Another modification that can be done is incubating the column near a radiator to select for thermophilic bacteria, or in a refrigerator to select for psychrophilic bacteria. Vary the light conditions by placing different columns in high light, low light, or darkness to incubate. Alternatively, limit the wavelength of incoming light by covering the column with different shades of cellophane to determine which colors select for different bacterial groups. For another optional experiment, to enrich iron-oxidizing bacteria, add a nail to the mud-water mixture prior to the addition of newspaper and an egg yolk.

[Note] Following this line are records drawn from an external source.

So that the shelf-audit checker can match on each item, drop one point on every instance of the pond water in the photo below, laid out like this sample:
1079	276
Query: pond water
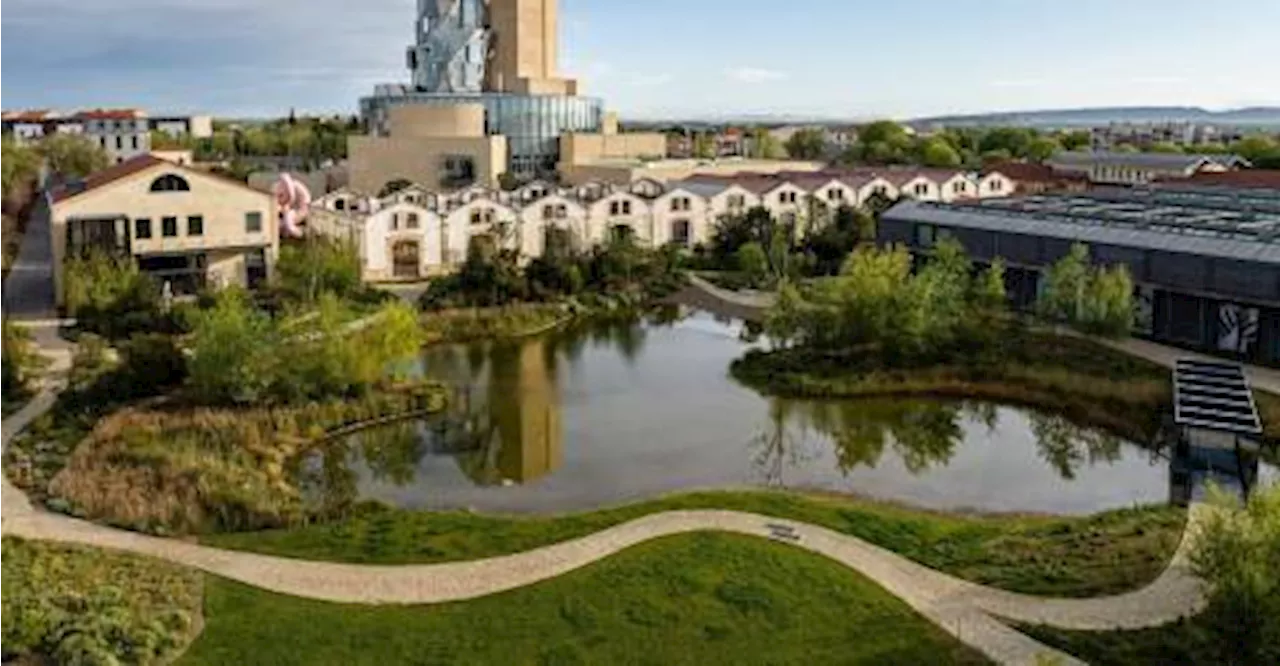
598	415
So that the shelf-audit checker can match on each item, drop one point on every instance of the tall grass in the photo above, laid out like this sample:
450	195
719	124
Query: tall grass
200	470
73	605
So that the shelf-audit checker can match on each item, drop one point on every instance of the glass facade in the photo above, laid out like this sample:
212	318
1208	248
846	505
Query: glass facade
531	123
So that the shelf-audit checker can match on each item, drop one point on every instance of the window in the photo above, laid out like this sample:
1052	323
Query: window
926	235
170	183
680	233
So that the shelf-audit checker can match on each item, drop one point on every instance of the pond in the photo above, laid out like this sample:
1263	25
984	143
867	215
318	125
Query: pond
603	414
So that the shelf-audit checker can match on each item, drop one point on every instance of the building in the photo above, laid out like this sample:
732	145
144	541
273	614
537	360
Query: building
184	227
421	232
123	133
485	100
1031	178
181	126
1205	260
1139	168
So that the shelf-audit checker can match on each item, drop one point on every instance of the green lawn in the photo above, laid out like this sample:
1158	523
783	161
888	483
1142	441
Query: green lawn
76	605
689	600
1184	643
1061	556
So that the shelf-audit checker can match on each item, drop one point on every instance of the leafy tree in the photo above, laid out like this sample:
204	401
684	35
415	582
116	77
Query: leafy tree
704	146
72	156
1041	149
938	153
1165	146
316	265
1077	140
1095	300
753	261
766	146
1235	555
112	297
807	145
233	354
18	168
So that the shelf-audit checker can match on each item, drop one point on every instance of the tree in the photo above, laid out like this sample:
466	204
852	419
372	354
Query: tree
1165	146
233	352
938	153
766	146
807	145
1042	149
1235	555
704	146
753	261
318	265
72	156
1092	299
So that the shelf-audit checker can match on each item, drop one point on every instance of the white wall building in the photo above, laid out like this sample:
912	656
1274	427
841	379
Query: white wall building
417	233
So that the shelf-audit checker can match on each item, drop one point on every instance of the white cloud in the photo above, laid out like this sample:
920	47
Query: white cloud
649	81
755	74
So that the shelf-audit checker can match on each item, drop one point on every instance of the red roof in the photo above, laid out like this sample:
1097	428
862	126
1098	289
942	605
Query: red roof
110	114
1028	172
108	176
26	117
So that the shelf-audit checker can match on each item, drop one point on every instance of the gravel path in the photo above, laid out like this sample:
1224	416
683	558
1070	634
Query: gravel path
965	610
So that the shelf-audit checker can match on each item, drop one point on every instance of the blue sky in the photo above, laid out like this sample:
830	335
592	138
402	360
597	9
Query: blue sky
661	58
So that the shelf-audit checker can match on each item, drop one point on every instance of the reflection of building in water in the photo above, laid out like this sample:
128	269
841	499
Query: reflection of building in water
525	436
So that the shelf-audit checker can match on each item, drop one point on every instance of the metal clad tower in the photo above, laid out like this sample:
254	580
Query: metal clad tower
452	45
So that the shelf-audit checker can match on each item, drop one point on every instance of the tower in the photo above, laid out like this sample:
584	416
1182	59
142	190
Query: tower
451	46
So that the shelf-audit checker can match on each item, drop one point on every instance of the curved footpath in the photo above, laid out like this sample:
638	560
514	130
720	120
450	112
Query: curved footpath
968	611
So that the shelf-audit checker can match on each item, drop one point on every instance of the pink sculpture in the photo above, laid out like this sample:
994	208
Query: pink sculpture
295	201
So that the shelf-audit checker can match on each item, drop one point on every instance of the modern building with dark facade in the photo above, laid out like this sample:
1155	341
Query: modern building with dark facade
1205	260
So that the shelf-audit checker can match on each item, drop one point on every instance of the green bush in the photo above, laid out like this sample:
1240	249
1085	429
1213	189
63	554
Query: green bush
1237	553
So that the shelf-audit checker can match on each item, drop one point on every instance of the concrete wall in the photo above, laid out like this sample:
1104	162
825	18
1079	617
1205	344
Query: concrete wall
376	160
220	204
423	121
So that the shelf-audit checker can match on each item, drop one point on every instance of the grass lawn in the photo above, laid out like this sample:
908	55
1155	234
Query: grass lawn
1060	556
689	600
1183	643
76	605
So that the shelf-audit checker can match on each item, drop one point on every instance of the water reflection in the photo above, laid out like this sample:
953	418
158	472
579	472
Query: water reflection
626	410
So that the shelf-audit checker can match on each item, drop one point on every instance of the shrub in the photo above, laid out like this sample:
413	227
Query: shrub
1235	553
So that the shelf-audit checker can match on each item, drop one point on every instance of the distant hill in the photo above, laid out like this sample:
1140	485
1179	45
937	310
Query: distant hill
1249	117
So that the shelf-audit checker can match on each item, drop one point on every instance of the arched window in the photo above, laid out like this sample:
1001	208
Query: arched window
170	183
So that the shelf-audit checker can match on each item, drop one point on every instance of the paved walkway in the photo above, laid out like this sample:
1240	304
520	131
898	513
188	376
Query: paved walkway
965	610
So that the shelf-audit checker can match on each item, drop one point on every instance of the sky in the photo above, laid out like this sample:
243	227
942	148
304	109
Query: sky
653	59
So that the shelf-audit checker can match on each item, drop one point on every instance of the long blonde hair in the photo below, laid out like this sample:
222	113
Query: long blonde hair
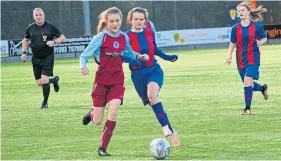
255	14
103	17
132	11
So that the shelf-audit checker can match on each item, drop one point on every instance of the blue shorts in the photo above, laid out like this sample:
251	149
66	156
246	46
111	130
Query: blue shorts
250	71
141	78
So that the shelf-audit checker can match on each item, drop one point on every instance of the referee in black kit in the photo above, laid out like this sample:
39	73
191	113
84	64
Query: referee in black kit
43	36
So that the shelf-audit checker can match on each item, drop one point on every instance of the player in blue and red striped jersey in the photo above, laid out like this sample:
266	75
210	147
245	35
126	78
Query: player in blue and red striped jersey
248	35
108	47
148	24
147	76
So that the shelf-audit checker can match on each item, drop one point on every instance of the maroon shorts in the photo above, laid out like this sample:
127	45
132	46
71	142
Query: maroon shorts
102	94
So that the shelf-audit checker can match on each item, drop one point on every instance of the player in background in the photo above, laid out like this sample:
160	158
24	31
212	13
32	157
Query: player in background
248	36
148	76
43	36
108	47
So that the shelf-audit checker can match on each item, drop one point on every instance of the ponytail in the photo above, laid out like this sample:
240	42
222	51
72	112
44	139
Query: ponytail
103	17
255	14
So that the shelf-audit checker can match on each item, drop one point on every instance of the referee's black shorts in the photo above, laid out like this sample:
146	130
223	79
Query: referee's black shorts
43	66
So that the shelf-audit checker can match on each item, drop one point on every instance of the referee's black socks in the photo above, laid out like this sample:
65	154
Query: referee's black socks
46	91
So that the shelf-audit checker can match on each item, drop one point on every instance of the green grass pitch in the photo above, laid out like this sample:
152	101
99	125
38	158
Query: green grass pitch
202	95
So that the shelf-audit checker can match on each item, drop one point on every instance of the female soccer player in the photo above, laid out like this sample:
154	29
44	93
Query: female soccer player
147	76
248	35
108	47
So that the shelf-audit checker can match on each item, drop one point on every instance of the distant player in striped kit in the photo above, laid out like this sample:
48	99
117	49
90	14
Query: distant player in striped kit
108	47
248	35
148	76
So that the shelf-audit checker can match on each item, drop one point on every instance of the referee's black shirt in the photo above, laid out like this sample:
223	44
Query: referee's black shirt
39	35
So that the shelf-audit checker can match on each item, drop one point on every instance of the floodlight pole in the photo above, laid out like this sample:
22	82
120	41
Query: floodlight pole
87	21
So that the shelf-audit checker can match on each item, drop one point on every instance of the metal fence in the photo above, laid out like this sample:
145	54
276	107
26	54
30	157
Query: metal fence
166	15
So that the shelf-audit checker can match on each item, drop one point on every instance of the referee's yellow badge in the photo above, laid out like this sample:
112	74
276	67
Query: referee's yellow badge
232	14
44	37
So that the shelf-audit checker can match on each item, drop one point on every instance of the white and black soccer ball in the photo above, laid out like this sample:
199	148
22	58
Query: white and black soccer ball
159	148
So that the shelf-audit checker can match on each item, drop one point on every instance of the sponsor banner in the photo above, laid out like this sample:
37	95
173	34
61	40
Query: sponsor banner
4	48
73	45
70	45
170	38
273	31
193	36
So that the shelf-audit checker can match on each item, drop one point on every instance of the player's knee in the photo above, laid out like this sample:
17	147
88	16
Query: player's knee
97	121
38	82
152	98
113	114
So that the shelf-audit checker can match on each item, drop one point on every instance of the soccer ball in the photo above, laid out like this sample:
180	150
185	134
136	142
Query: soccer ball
159	148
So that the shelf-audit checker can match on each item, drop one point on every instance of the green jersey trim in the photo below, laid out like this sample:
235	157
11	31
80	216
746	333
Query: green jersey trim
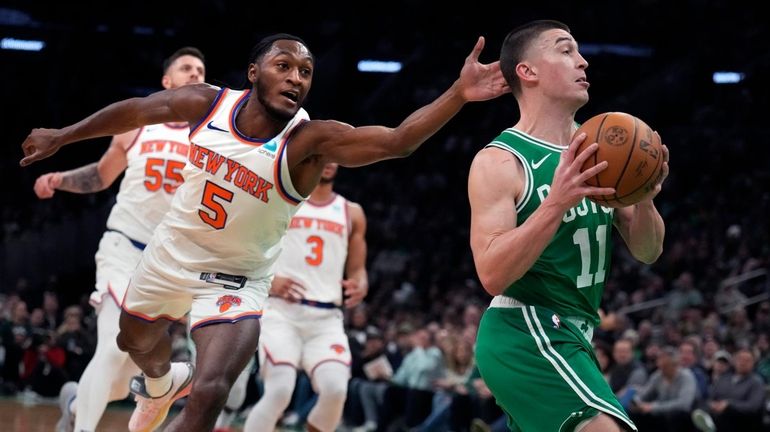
566	371
528	177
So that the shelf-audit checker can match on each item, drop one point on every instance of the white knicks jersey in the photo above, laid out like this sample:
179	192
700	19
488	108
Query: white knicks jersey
316	248
155	158
237	198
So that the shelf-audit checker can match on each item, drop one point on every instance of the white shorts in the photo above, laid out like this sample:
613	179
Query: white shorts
161	288
116	260
302	336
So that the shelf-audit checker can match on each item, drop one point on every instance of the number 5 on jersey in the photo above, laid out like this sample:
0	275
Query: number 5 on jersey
213	194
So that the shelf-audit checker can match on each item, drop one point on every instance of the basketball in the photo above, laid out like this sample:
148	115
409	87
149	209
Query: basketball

After one to two weeks, growth of the cyanobacterial layer is indicated by a green or red-brown film on top of the mud layer of the classical Winogradsky column. Over time, the appearance and evolution of the different layers is monitored, each indicative of the different types of bacteria present. When comparing a column grown in the dark to a traditional Winogradsky column, we see the dark treatment yields the black layer at the bottom of the column, indicative of sulfate-reducing bacteria.

The dark column may also yield other layers, depending on other incubation conditions. Additionally, the dark column doesn’t yield the green cyanobacterial layer, nor the red, purple, or green layers indicative of purple non-sulfur, purple sulfur, and green sulfur bacteria respectively. These groups are dependent on light for growth.